This is for Dremio OSS 19.3
We are storing CSV files in a folder in Azure Storage, and have promoted that folder to a Physical Dataset (PDS). We have then created a Virtual Dataset (VDS) from that PDS that has a raw reflection enabled.
Whenever we add a new CSV file, we need to run a Metadata Refresh (
ALTER TABLE table REFRESH METADATA) and then refresh the reflection to be able to query the new data.
However, the Metadata Refresh can take up to a minute for us - and during the time the metadata refresh is running, queries that target the VDS are not running. In the Dremio UI they don’t appear at all, and once the refresh is complete they appear and run very quickly.
The end result is that during a metadata refresh, queries that normally take less than a second can appear to take up to a minute. Why does the query wait for the refresh? Couldn’t it run against the existing reflection?
@phillip Your VDS should run using the old reflection, when you say queries are not running during the metadata refresh time, are they stuck in particular phase, what does the UI job icon look like? It may be possible your metadata is expired and the datasets are all doing an inline refresh and filling up the command pool or it maybe possible your coordinator is having only one core and the command pool slot (which is # of cores - 1) is full.

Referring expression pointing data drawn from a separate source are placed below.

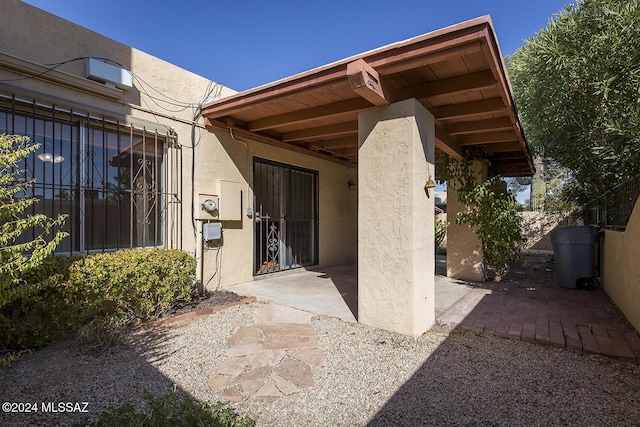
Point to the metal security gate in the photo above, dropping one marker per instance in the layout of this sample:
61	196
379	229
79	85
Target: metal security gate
286	221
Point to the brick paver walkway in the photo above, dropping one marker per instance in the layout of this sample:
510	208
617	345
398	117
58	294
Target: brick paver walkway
528	305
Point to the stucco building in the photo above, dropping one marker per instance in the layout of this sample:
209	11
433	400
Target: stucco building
324	168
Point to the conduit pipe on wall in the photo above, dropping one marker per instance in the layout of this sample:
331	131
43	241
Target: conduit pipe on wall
249	208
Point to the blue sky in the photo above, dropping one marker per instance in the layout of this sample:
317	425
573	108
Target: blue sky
243	44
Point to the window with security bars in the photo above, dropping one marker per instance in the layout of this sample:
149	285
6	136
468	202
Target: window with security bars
106	176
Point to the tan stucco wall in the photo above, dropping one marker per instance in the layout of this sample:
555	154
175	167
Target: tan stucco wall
395	230
464	256
621	268
34	35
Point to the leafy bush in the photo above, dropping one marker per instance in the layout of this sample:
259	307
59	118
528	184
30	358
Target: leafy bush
130	284
24	300
97	296
492	212
440	233
170	410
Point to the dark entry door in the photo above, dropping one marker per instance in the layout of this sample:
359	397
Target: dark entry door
286	222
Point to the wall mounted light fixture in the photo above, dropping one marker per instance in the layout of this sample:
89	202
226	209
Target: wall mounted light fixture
350	183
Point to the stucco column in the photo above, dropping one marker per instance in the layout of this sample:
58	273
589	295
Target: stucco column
395	218
464	256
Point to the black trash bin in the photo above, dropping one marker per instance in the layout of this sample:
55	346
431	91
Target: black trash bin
573	251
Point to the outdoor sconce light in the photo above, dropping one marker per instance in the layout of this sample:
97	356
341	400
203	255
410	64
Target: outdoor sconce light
350	183
48	157
430	184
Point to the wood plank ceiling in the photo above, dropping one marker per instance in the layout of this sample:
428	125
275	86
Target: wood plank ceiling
457	73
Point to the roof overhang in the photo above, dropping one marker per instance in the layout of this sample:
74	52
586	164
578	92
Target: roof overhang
457	73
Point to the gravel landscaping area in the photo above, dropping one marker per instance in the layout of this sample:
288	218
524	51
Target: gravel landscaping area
369	377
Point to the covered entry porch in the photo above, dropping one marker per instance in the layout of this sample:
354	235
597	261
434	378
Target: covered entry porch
333	291
392	114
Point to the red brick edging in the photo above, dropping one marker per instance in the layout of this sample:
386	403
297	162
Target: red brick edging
191	316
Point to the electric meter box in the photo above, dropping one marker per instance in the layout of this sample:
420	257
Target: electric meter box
211	231
208	207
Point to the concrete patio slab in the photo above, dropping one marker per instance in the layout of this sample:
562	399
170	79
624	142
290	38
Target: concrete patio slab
333	291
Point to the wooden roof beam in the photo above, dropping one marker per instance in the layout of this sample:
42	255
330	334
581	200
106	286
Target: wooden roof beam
238	132
492	105
455	85
488	138
365	81
333	144
503	147
447	144
342	129
481	126
336	109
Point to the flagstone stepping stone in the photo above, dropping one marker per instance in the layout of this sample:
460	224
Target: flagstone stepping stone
290	342
269	389
219	382
246	335
286	387
270	359
233	367
255	374
295	371
265	358
250	387
244	350
232	394
279	329
312	356
274	313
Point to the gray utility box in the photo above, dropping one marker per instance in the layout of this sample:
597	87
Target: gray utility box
573	251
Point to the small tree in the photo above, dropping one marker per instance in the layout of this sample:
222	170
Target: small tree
16	257
492	212
577	86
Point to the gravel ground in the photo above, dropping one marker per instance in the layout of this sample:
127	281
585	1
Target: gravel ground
370	377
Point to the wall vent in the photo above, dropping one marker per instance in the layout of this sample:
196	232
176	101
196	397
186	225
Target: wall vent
109	74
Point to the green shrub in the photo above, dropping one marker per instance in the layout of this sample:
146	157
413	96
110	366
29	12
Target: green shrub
131	284
440	233
32	320
170	410
98	297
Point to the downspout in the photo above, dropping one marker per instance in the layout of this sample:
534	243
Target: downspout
249	208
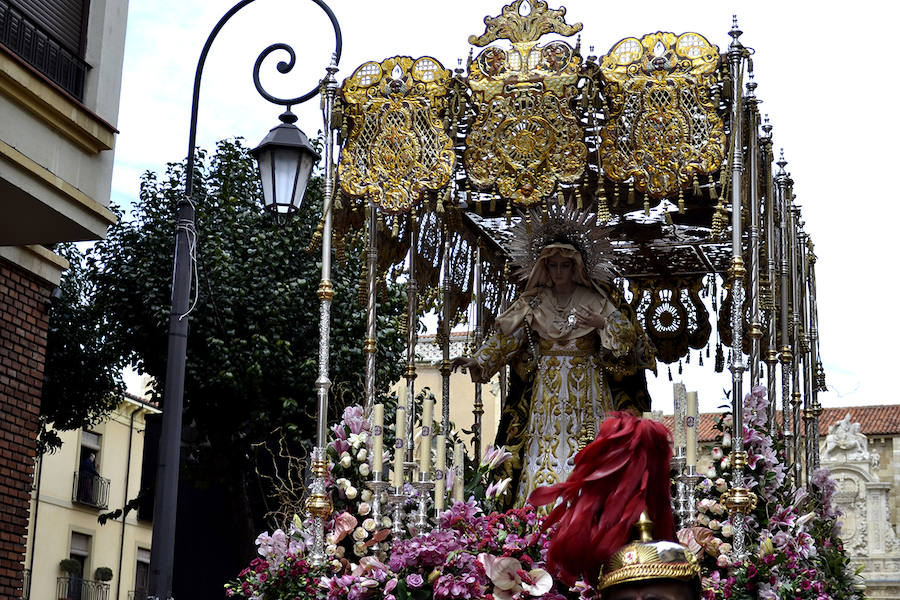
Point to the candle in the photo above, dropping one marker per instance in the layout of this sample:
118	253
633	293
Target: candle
458	471
678	439
440	479
690	426
377	437
399	436
425	443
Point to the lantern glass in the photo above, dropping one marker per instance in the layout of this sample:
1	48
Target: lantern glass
285	158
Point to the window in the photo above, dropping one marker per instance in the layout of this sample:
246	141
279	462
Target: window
142	574
90	487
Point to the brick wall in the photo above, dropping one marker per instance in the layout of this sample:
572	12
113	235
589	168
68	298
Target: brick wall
23	338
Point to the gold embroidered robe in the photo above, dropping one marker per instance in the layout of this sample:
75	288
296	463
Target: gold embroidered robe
569	385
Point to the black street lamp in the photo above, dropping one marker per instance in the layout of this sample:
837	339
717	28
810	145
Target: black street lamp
285	159
293	175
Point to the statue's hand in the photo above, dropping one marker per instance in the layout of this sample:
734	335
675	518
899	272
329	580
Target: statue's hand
589	317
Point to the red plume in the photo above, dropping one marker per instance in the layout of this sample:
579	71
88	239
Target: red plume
623	472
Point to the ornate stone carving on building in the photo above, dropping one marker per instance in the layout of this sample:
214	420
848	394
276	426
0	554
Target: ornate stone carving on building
863	499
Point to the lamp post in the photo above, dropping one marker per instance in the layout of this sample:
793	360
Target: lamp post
285	158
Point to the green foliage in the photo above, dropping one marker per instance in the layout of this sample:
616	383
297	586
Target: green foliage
254	327
83	366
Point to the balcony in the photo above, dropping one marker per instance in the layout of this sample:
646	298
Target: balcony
90	490
76	588
26	584
29	41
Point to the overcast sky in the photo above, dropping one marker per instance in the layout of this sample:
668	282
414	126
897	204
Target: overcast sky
825	78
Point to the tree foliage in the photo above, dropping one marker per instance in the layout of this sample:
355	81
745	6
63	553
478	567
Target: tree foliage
82	371
252	355
254	326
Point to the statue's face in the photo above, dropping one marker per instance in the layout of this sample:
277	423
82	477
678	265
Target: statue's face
650	590
561	270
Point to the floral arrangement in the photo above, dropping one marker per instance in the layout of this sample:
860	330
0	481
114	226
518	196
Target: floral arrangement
794	551
791	536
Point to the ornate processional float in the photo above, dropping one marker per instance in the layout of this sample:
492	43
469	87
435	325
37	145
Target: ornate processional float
653	155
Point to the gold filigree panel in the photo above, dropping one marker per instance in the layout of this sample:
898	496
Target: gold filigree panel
525	138
663	126
397	147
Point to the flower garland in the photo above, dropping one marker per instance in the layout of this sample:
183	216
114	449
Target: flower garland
792	535
795	552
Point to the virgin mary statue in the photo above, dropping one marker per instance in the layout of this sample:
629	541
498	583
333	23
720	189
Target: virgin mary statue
576	350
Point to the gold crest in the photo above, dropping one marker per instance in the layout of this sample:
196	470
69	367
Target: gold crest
397	147
663	125
525	137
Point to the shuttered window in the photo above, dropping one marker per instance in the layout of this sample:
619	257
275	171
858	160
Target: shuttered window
63	19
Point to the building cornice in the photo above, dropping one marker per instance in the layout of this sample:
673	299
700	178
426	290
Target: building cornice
37	260
46	177
58	110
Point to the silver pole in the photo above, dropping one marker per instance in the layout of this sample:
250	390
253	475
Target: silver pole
815	360
796	301
371	346
786	356
771	274
739	500
412	309
318	504
478	409
755	332
445	338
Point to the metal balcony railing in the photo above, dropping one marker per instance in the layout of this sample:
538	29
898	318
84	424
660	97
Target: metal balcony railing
76	588
91	490
41	50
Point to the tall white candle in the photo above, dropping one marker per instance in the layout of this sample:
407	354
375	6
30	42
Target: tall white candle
440	476
399	442
678	439
377	437
691	424
425	438
458	472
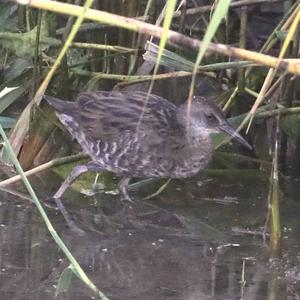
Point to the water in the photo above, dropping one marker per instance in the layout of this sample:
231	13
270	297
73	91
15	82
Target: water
186	244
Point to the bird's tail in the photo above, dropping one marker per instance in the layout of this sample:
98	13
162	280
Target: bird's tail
57	104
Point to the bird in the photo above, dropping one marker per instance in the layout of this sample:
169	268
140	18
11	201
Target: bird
136	134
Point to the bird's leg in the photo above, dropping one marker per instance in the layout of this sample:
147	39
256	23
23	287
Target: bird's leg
123	186
76	172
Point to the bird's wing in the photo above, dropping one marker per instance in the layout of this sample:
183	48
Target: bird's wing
109	115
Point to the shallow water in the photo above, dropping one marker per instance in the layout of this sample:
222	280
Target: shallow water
199	239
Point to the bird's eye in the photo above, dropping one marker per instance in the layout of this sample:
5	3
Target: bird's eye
210	117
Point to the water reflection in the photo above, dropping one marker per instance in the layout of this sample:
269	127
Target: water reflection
177	246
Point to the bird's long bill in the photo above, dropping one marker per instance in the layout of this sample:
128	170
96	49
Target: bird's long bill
232	132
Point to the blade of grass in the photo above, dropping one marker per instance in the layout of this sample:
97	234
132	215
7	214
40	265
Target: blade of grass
218	15
45	218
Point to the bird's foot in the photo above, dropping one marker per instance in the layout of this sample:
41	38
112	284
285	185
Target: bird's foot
73	227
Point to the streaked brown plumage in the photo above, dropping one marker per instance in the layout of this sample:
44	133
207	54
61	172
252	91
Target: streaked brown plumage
135	136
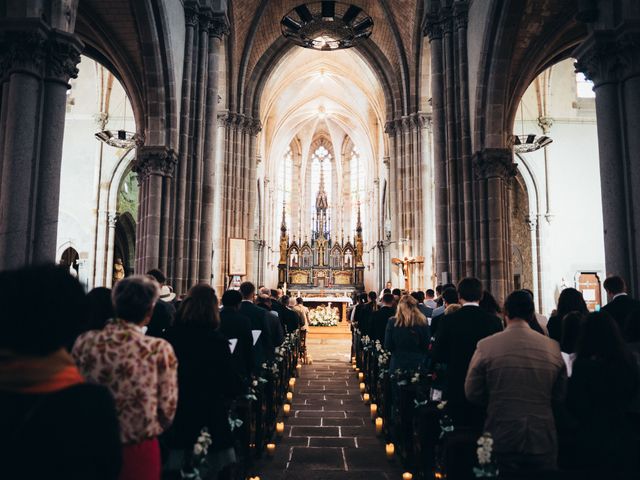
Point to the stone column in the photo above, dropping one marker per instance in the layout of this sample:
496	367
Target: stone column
36	65
611	59
219	26
180	181
494	168
434	31
152	164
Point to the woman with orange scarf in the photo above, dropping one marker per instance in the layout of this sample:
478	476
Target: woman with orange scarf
52	423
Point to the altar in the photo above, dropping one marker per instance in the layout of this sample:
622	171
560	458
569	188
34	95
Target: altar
321	262
341	303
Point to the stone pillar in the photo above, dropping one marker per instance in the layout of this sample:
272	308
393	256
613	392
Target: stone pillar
611	59
494	168
219	26
153	164
180	181
434	31
35	66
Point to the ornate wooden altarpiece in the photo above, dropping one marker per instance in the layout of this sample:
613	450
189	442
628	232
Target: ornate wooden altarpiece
321	263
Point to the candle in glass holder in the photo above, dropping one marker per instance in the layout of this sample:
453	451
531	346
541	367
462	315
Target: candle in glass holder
379	423
271	449
390	449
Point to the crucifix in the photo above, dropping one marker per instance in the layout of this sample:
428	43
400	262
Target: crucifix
405	268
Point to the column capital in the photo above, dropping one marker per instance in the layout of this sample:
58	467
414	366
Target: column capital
191	13
154	160
30	46
494	163
218	25
609	57
64	56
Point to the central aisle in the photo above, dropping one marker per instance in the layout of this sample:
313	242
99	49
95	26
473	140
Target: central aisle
329	434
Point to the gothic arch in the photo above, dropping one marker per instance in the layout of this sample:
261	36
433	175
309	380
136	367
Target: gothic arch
145	68
522	48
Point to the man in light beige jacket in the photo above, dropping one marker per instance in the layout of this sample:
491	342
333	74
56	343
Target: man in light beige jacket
518	375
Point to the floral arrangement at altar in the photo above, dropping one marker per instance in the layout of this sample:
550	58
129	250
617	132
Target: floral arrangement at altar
322	316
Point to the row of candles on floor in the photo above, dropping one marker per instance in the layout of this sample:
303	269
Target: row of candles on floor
390	448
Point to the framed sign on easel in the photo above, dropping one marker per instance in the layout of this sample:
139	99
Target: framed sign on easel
237	261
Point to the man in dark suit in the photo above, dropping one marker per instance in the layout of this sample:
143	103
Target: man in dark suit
289	317
419	296
263	348
456	340
235	326
620	304
449	297
276	327
380	318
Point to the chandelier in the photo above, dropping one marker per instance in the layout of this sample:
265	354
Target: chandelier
530	143
119	138
326	25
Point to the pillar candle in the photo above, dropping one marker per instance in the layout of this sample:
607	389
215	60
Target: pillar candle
379	423
390	450
271	449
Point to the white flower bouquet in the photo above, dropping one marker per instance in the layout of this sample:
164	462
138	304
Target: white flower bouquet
322	316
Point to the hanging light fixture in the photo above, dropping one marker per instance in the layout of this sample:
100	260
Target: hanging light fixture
530	142
326	25
119	138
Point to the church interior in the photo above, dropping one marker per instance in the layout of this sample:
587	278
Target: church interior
326	149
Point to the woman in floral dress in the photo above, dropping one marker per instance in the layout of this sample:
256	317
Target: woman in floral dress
140	372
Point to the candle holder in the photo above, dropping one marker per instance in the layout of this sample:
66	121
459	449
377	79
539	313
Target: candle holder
271	449
379	425
390	450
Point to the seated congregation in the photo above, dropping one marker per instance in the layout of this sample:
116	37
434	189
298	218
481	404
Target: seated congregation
467	389
130	384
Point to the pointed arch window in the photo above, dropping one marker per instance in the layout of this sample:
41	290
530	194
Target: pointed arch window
357	184
321	156
284	193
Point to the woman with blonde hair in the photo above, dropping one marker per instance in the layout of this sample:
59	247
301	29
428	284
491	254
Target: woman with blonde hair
407	336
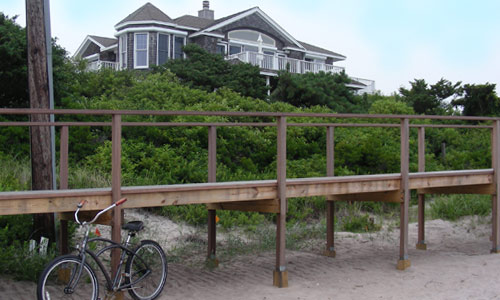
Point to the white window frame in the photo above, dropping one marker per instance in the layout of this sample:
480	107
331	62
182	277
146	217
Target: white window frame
135	50
250	42
174	42
158	47
123	50
225	48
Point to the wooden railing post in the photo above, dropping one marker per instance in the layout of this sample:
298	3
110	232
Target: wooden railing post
330	205
63	185
212	172
116	134
495	213
280	278
404	261
421	197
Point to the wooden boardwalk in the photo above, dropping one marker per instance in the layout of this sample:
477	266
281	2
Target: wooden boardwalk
268	196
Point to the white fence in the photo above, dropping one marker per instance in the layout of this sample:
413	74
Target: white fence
277	63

Can you please send me the profile of the VDS job that hangs during the ALTER PDS job but then completes as soon as the ALTER PDS is done?
@balaji.ramaswamy I recorded a short video that demonstrates what I’m seeing.
Metadata refresh affecting query jobs - Dremio - 26 January 2022 (loom.com)
Here is the profile of the VDS job that is submitted after the refresh.
e47d334a-62c2-42b7-9407-5875628beedc.zip (14.7 KB)
edit: And in case it is relevant, here is the profile of the refresh metadata job:
74ff2c68-850a-4adb-b42a-ecd06fa751c7.zip (4.7 KB)